I am not aware of a single RCT that has used a full or broad-spectrum CBD extract to treat anxiety.
However, one was announced at a recent medical Cannabis conference in Pasadena (CannMed in Pasadena in September, 2019). This open-label, double blind trial is using a full-spectrum marijuana extract that is high in CBD. It’s a 4-week trial using sublingual administration of 10mg of CBD three times daily.
SAD not GAD*
* Social Anxiety Disorder versus Generalized Anxiety Disorder
There have been a number of clinical trials using isolated CBD conducted at the University of Sao Paolo in Brazil. These have been small trials using either healthy subjects or individuals with SAD (Social Anxiety Disorder). The experimental models typically include a stressor like a public speaking challenge and explore various outcomes, from subjectively reported anxiety to biomarkers and other anthropometric measures. These trials assessed the use of CBD a couple of hours before public speaking. These do not measure use over time for treating generalized anxiety (GAD). Notice the high dosages here - 600, 900, 400 milligrams!

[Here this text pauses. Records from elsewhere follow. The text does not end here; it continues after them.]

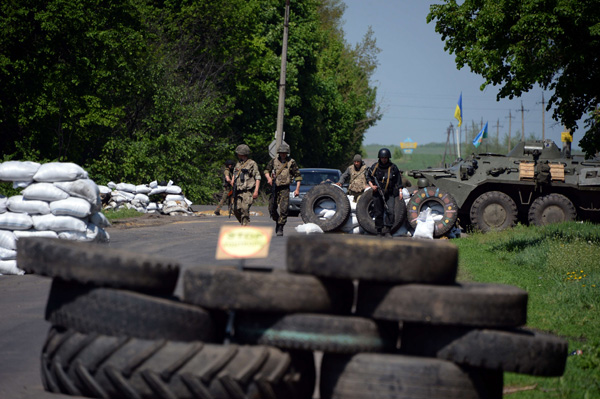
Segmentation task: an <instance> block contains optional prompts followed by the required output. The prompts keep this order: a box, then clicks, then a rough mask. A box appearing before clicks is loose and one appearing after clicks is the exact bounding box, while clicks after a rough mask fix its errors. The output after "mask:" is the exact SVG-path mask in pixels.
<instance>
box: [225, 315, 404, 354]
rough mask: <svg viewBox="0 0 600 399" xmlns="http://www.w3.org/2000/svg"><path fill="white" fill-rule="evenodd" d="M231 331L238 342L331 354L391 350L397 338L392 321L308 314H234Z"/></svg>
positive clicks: (353, 317) (393, 347)
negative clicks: (314, 351) (234, 332)
mask: <svg viewBox="0 0 600 399" xmlns="http://www.w3.org/2000/svg"><path fill="white" fill-rule="evenodd" d="M234 331H235V339H236V341H237V342H239V343H244V344H259V345H270V346H276V347H278V348H284V349H300V350H312V351H323V352H332V353H358V352H383V351H391V350H395V349H396V342H397V341H398V335H399V329H398V323H394V322H376V321H374V320H372V319H365V318H362V317H349V316H333V315H319V314H308V313H295V314H288V315H280V314H279V315H277V314H275V315H274V314H260V313H237V314H236V316H235V327H234Z"/></svg>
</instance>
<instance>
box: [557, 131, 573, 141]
mask: <svg viewBox="0 0 600 399" xmlns="http://www.w3.org/2000/svg"><path fill="white" fill-rule="evenodd" d="M560 141H562V142H563V143H571V142H573V135H572V134H571V132H562V133H561V134H560Z"/></svg>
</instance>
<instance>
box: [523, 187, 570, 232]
mask: <svg viewBox="0 0 600 399" xmlns="http://www.w3.org/2000/svg"><path fill="white" fill-rule="evenodd" d="M575 218H577V211H576V210H575V206H574V205H573V203H572V202H571V200H570V199H568V198H567V197H565V196H564V195H562V194H556V193H554V194H548V195H545V196H543V197H539V198H536V200H535V201H533V203H532V204H531V206H530V207H529V212H528V215H527V219H528V220H529V224H530V225H535V226H545V225H547V224H550V223H560V222H568V221H572V220H575Z"/></svg>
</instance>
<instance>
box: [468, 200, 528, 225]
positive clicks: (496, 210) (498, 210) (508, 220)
mask: <svg viewBox="0 0 600 399" xmlns="http://www.w3.org/2000/svg"><path fill="white" fill-rule="evenodd" d="M470 216H471V223H472V224H473V225H474V226H475V227H477V229H479V230H481V231H483V232H488V231H492V230H506V229H508V228H510V227H513V226H514V225H515V222H516V221H517V205H516V204H515V201H513V199H512V198H510V197H509V196H508V195H506V194H504V193H502V192H500V191H489V192H487V193H483V194H481V195H480V196H479V197H477V199H476V200H475V202H473V205H472V206H471V213H470Z"/></svg>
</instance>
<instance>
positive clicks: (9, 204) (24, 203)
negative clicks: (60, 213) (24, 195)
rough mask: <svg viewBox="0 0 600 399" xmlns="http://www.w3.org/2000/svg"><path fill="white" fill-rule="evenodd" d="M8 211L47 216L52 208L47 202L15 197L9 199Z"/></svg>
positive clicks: (34, 214) (22, 197) (13, 196)
mask: <svg viewBox="0 0 600 399" xmlns="http://www.w3.org/2000/svg"><path fill="white" fill-rule="evenodd" d="M7 206H8V210H9V211H11V212H17V213H28V214H30V215H47V214H48V213H50V206H49V205H48V203H47V202H46V201H38V200H28V199H25V198H23V196H22V195H13V196H12V197H10V198H9V199H8V204H7Z"/></svg>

The outcomes are mixed but there seems to be a signal for reduced anxiety, at least in experimentally induced social anxiety.
Notice in this particular study that 300 mg of CBD led to greater reductions in post-stress anxiety than 100 or 900 mg. When administering CBD by itself, a medium dose seems to be more effective than a high or low dose.
Also, importantly, this graph looks a lot like the inverted bell-shaped curve that was seen in the mouse model of acute pain and inflammation several slides earlier.
What is the dose response curve for a full-spectrum extract in humans suffering from social anxiety? We don't know.
And finally sleep. I am not aware of a single RCT that has used a full or broad-spectrum CBD extract to treat sleep disorders. You may be recognizing a pattern here…There are only a few RCTs investigating the use of cannabinoids; even fewer investigating CBD. Most of the studies combine them.
A 2017 review indicates that CBD may be helpful at higher doses, around 160mg/day. It describes 1 RCT where total sleep time increased and frequency of arousals decreased were experienced. It describes two other studies using lower doses where CBD had the opposite of the intended effect. It was stimulating.
You may have heard that THC and CBD have bi-phasic effects. Could this be an example of that?
This is the only RCT (above) I am aware of that has used a full or broad-spectrum CBD extract. It was funded by CV Sciences and conducted over 6 weeks. It included 65 healthy subjects.
There was a myriad of outcomes, but I’m just going to focus on the sleep outcomes here: Sleep quality and sleep quantity. The investigators reported that both of them improved by over 20%. Only the abstract of this paper is published at this time.
The physiological and clinical characteristics of full and broad-spectrum CBD products appear to be different from isolated CBD products. The clinical significance of these differences remains to be seen. We need more research comparing them in clinical trials. The passage of the 2018 Farm Bill should help to remove barriers to that research. Until then, let's not let the hype machine overtake us.